You start that type of day limping like any other. Early morning brisk jump out of bed. Coffee. Hair. Makeup. More coffee. Clothes to feel hot by. Third cup of coffee. Water. Check. Check. Check. Check. Etc… As you admire your handiwork in the bathroom mirror it hits you: The Unthinkable Day. You look straight into your own eyes and exclaim with dismay: “It hurts to think! So I won’t!”
Now because you are conscious and somewhat conscientious you quickly decide that you can’t spend an entire day not thinking. So you figure: “I’ll write! Writing always makes things better.” You sit down determined to pardon and release the inmates from the prison of your reeling mind, letting them off on good behavior before they rise up in absolute anarchy and everything between your ears begins to pound. Instead you find yourself wandering through Microsoft Word starting a dozen different posts only to find yourself hitting the backspace and the delete keys way too often to compose anything worthwhile or to bring the worthwhile to fruition. In your frustration you give up, put the laptop aside and realize: today you are not having trouble writing, you are having trouble LIVING!

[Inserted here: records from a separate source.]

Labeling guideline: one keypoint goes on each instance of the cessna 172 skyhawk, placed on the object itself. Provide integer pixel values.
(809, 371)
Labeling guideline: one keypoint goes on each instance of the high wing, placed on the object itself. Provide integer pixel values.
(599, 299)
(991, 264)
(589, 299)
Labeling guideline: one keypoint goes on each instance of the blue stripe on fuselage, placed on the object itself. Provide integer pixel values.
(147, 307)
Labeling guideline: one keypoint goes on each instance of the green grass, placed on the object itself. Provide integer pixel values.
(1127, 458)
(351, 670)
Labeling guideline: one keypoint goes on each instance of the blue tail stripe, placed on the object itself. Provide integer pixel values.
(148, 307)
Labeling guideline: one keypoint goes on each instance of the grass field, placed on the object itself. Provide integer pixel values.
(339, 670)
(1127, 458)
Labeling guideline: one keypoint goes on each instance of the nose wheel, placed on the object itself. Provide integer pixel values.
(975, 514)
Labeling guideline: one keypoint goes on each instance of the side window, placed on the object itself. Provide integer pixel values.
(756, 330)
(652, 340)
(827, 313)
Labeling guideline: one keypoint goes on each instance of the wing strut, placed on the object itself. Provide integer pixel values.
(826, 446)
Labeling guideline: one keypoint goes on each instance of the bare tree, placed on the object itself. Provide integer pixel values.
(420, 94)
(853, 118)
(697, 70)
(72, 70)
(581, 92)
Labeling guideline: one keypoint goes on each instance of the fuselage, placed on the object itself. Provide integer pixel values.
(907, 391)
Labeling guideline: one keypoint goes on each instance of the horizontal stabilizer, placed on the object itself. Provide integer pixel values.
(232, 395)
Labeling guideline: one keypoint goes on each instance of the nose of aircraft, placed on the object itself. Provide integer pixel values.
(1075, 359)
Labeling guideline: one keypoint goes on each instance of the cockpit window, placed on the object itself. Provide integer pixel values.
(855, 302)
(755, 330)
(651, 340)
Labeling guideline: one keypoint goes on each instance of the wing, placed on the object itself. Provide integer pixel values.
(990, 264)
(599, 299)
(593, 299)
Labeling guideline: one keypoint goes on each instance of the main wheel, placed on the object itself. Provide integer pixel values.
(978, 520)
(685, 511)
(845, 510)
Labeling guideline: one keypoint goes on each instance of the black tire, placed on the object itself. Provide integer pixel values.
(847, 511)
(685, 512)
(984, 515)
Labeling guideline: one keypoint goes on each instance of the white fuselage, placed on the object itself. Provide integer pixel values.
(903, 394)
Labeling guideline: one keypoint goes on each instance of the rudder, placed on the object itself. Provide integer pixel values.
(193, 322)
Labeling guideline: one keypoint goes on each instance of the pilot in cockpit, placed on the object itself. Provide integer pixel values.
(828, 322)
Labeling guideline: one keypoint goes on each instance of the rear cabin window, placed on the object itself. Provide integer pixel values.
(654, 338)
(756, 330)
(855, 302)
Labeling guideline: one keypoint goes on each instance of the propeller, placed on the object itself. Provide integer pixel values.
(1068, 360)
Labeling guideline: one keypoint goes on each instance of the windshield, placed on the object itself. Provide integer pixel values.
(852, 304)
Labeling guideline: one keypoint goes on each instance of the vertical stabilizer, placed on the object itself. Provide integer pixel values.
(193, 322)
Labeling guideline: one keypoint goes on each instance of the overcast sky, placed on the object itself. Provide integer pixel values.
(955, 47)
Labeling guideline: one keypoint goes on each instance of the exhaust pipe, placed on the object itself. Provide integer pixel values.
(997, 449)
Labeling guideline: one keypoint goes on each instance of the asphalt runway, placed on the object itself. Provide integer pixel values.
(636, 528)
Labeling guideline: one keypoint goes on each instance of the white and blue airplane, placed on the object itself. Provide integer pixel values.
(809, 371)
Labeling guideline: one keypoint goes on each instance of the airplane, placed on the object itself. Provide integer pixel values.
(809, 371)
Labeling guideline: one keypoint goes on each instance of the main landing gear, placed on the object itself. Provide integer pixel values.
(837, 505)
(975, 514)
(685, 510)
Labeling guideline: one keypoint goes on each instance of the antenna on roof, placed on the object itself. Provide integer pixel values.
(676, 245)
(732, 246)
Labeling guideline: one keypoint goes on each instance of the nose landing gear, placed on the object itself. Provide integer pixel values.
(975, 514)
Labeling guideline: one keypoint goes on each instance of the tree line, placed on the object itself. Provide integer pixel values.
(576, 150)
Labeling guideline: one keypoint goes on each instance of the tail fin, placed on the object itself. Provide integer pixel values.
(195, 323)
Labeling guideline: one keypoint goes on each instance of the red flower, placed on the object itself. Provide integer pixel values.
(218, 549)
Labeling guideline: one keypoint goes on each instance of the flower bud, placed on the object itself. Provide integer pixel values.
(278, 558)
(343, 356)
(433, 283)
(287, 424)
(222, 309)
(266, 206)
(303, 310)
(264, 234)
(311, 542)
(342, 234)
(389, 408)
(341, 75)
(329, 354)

You feel yourself on the verge of tears and are tempted to turn on TLC just to let a few rip. In an all too unwelcome moment of lucidity, you shake yourself awake and you refuse to reach for the remote. Television is too much a waste of time, you know that. You are not about to fall into that trap. At this point, morphing into a couch potato would just add to the pain. TV does not a domestic goddess make and your life won’t change by immersing yourself in someone else’s. Whew. You are happy to have come out of that challenge unscathed. Next!
By eight AM you begin to wish that you could put an end to your own misery by working your heart and mind through to a brilliant solution for all of life’s problems. Then you realize that you are not thinking today and it’s not even an option… you’ve got too much to do. Where the hell is your fairy godmother?! Bibitty, bobitty, boo, my ass! You plow through your to do list in its entirety, knocking out every task before it manages to knock you down. There is a comforting sense of order in completing those tasks. You are somewhat pleased with yourself for at least making an attempt to counteract the imbalance of the life chaos that is beyond your control. You remind yourself that most of it in someone else’s hands and, ultimately, all of it is in God’s. So stop thinking. You promised yourself that you wouldn’t think today!

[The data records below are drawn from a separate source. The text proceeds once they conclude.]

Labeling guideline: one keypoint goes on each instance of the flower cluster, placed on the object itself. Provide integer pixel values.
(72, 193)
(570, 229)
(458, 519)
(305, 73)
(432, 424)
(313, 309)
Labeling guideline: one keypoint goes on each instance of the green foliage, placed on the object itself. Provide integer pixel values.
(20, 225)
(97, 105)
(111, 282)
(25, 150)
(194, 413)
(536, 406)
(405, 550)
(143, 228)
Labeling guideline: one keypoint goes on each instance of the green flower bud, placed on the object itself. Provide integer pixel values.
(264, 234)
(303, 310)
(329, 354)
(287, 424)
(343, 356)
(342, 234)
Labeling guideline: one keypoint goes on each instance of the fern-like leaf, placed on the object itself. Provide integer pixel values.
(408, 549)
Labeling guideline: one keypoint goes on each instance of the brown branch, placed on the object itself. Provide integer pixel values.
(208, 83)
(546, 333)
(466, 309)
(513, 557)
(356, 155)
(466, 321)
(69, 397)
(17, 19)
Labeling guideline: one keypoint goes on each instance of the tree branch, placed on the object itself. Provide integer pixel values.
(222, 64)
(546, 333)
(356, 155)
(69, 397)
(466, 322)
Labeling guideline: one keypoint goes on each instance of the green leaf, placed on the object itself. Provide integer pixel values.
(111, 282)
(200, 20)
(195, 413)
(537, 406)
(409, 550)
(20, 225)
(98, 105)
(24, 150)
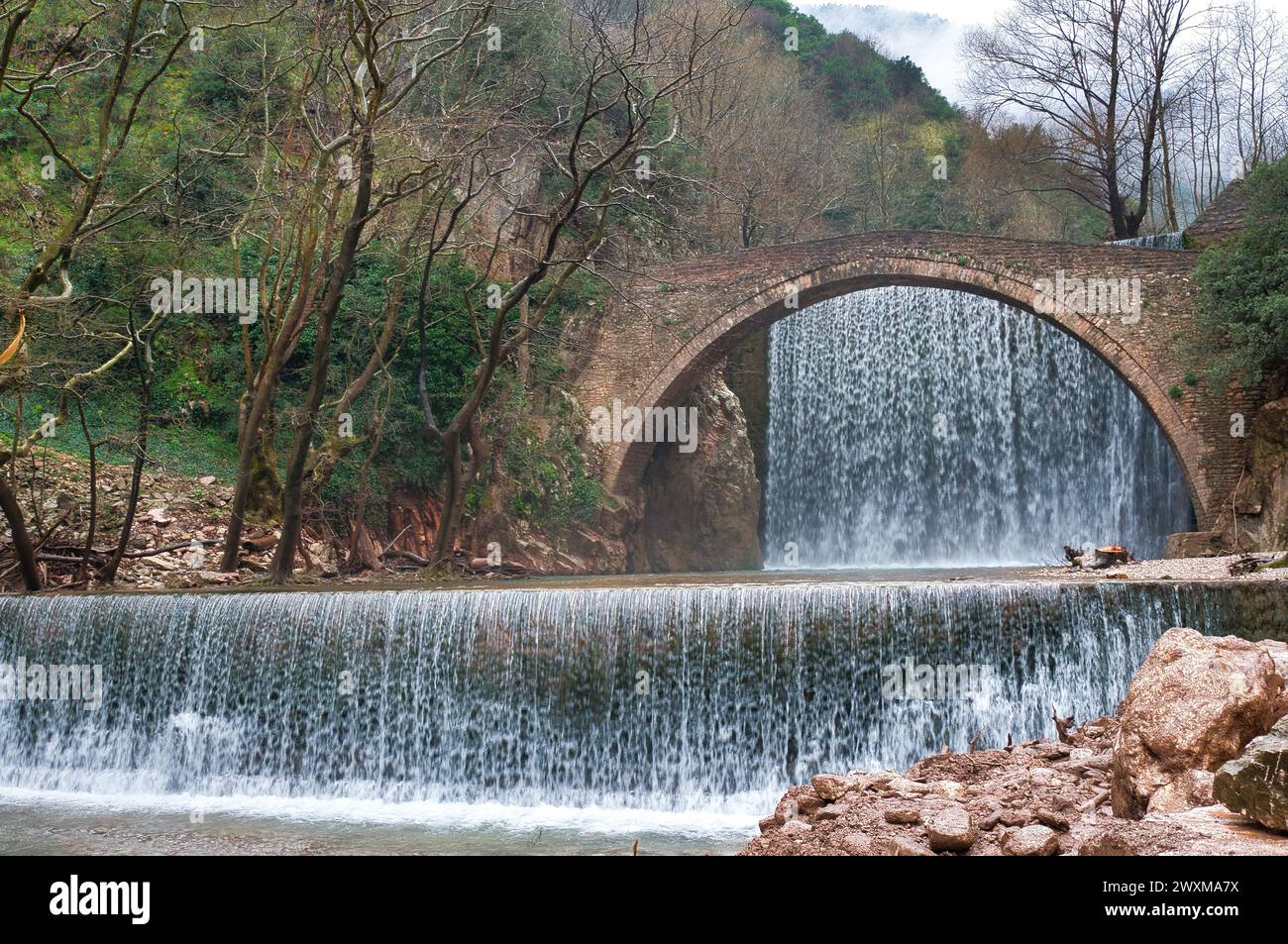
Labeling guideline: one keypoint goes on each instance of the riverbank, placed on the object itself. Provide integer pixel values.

You spend the remainder of The Unthinkable Day avoiding thought and nursing the wound call life. It’s not nearly quite as mortal as you had first imagined. It hurts, but you’ll survive. You hope for a better tomorrow.



Wow! Sounds like a bad, bad day. Cyber-hugs sent your way!!
I hope today is better!
That is so funny you wanted to turn on the TV before 8 AM. Actually, that’s what I do when I wake up and feel sick or really, really tired. OK, it’s not funny- what I mean is, I identify! By taking up moment by painful moment up until 8 AM I truly felt what a crappy day you were having.
Kind of reminds me of Gone With The Wind when Rhett is leaving Scarlett at the end of the movie and she is determined to not think about it until tomorrow because “after all, tomorrow is another day”!
Keep your chin up.
thanks so much for the cyber hugs and encouragement. Tuesday was a much better day by far… sucky, but not as sucky as Monday.
Ah, yes, Starbucks… I know what I’ll do, I’ll go back to Tara! YES!